The former general store where these businesses were located claimed the title of Lynnfield’s first mall long before Route 1 sprouted up and spawned shopping malls. Route 1’s growth is chronicled in several photos featured on the Merritt room’s walls.

It’s interesting to contemplate ways the highway transformed old Lynnfield. Obviously, automobiles made trolleys and bus services obsolete and businesses that prospered in town ended up competing with ones opening first on the turnpike and later on the highway. 

There is a photograph of “The New Lynnfield Hotel.” It was built to replace its predecessor destroyed by fire in 1896. Alas, the new Lynnfield Hotel burned down in 1904.

By the time work finished on Route 1, hotels and motels in towns like Lynnfield were an inconvenience to drivers who could pull off the highway and stay in a “motor court” yards away from the road.

Lynnfield’s yesteryears still survive with the Good Luck Farms sign hanging where the long-gone restaurant was once located next to Goodwin’s. The town’s golf courses remain as a tribute of sorts to former links like Pocahontas Golf which, according to a photo caption, was “said to cause weekend traffic jams.”

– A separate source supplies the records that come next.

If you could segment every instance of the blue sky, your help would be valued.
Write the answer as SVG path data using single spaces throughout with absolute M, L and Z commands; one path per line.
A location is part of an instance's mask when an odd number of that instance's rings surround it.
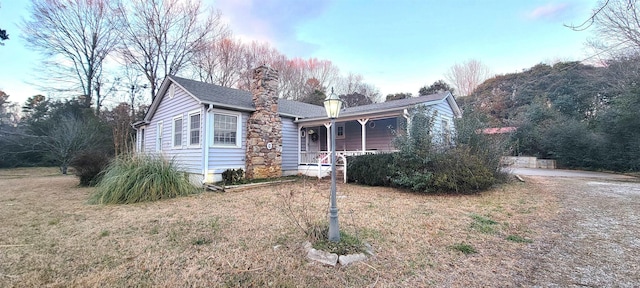
M 17 25 L 30 1 L 0 0 L 0 90 L 11 101 L 42 93 L 34 85 L 40 57 Z M 204 0 L 220 9 L 234 34 L 268 41 L 289 57 L 316 57 L 341 73 L 359 73 L 383 95 L 417 94 L 455 63 L 477 59 L 494 73 L 590 56 L 590 31 L 575 32 L 597 1 L 550 0 Z

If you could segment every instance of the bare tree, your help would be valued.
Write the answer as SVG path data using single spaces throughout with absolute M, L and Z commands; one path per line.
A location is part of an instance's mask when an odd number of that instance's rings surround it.
M 445 78 L 453 84 L 458 96 L 468 96 L 491 75 L 489 67 L 478 60 L 471 59 L 453 65 L 445 74 Z
M 242 74 L 244 47 L 238 40 L 223 38 L 216 42 L 218 67 L 214 69 L 214 84 L 235 87 Z M 256 66 L 257 67 L 257 66 Z
M 152 99 L 167 75 L 179 73 L 227 29 L 220 12 L 205 13 L 198 0 L 133 0 L 127 8 L 122 56 L 144 73 Z
M 47 68 L 71 71 L 89 107 L 103 61 L 120 40 L 118 1 L 32 0 L 30 14 L 22 27 L 28 45 L 55 59 Z
M 37 142 L 39 149 L 60 165 L 60 172 L 67 174 L 67 167 L 78 152 L 100 147 L 107 138 L 95 121 L 87 120 L 65 113 L 39 127 L 38 135 L 28 135 L 28 139 Z
M 260 65 L 270 65 L 276 67 L 276 61 L 284 58 L 282 54 L 272 48 L 269 43 L 259 43 L 252 41 L 244 45 L 244 55 L 242 57 L 242 74 L 238 81 L 238 88 L 249 90 L 253 81 L 253 69 Z
M 346 96 L 351 106 L 380 102 L 380 90 L 375 86 L 365 83 L 360 74 L 349 73 L 345 77 L 338 77 L 336 91 Z M 364 97 L 362 97 L 364 96 Z
M 592 48 L 613 56 L 640 52 L 640 9 L 636 1 L 608 0 L 599 7 L 593 15 L 597 41 L 592 42 Z

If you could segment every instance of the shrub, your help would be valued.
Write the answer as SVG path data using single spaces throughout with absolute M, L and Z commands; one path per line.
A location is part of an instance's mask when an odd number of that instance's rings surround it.
M 70 166 L 80 178 L 80 185 L 94 186 L 100 181 L 102 172 L 109 165 L 111 157 L 101 151 L 84 151 L 71 159 Z
M 196 191 L 188 176 L 179 172 L 173 161 L 138 155 L 115 159 L 89 202 L 131 204 L 186 196 Z
M 465 146 L 438 154 L 430 165 L 430 188 L 438 192 L 473 193 L 496 183 L 490 167 L 481 156 Z
M 369 154 L 347 157 L 350 182 L 370 186 L 388 186 L 393 176 L 393 154 Z
M 242 169 L 227 169 L 222 172 L 222 181 L 225 185 L 243 184 L 245 180 Z

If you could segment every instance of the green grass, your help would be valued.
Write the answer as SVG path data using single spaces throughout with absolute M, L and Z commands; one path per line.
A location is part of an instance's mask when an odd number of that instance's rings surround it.
M 109 165 L 89 203 L 132 204 L 186 196 L 197 191 L 173 161 L 144 155 L 129 156 Z
M 465 255 L 478 253 L 478 251 L 476 251 L 476 249 L 473 248 L 473 246 L 466 243 L 457 243 L 457 244 L 451 245 L 450 248 L 456 251 L 460 251 Z
M 471 214 L 471 219 L 473 219 L 470 226 L 471 229 L 484 234 L 493 234 L 496 232 L 494 226 L 497 225 L 498 222 L 478 214 Z

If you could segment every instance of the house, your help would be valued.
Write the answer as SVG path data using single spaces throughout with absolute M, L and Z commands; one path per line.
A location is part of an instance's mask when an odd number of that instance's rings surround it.
M 324 107 L 277 98 L 277 71 L 254 70 L 251 92 L 168 76 L 143 121 L 137 150 L 177 161 L 198 182 L 242 168 L 248 178 L 328 173 L 330 121 Z M 350 107 L 336 119 L 340 156 L 394 151 L 394 130 L 408 109 L 437 111 L 446 135 L 461 111 L 449 92 Z

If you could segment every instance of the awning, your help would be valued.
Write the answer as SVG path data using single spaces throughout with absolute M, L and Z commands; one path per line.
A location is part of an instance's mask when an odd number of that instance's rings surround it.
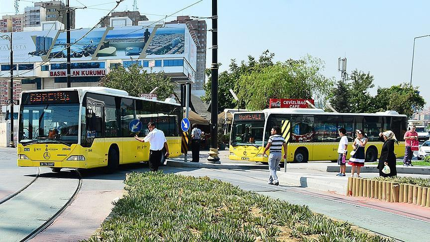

Fortunately, the town’s history is preserved in photographs, including Ross Barn on Main Street where blacksmiths once labored, and Gerry’s cider mill where wagons filled with apples lined up to supply the cider and vinegar presses. 

It’s interesting to read that the former town hall replaced the Meeting House as Lynnfield’s seat of government in 1892 and the public library was originally on Centre Street. 

There’s plenty to meet the eye when it comes to learning about Lynnfield’s history.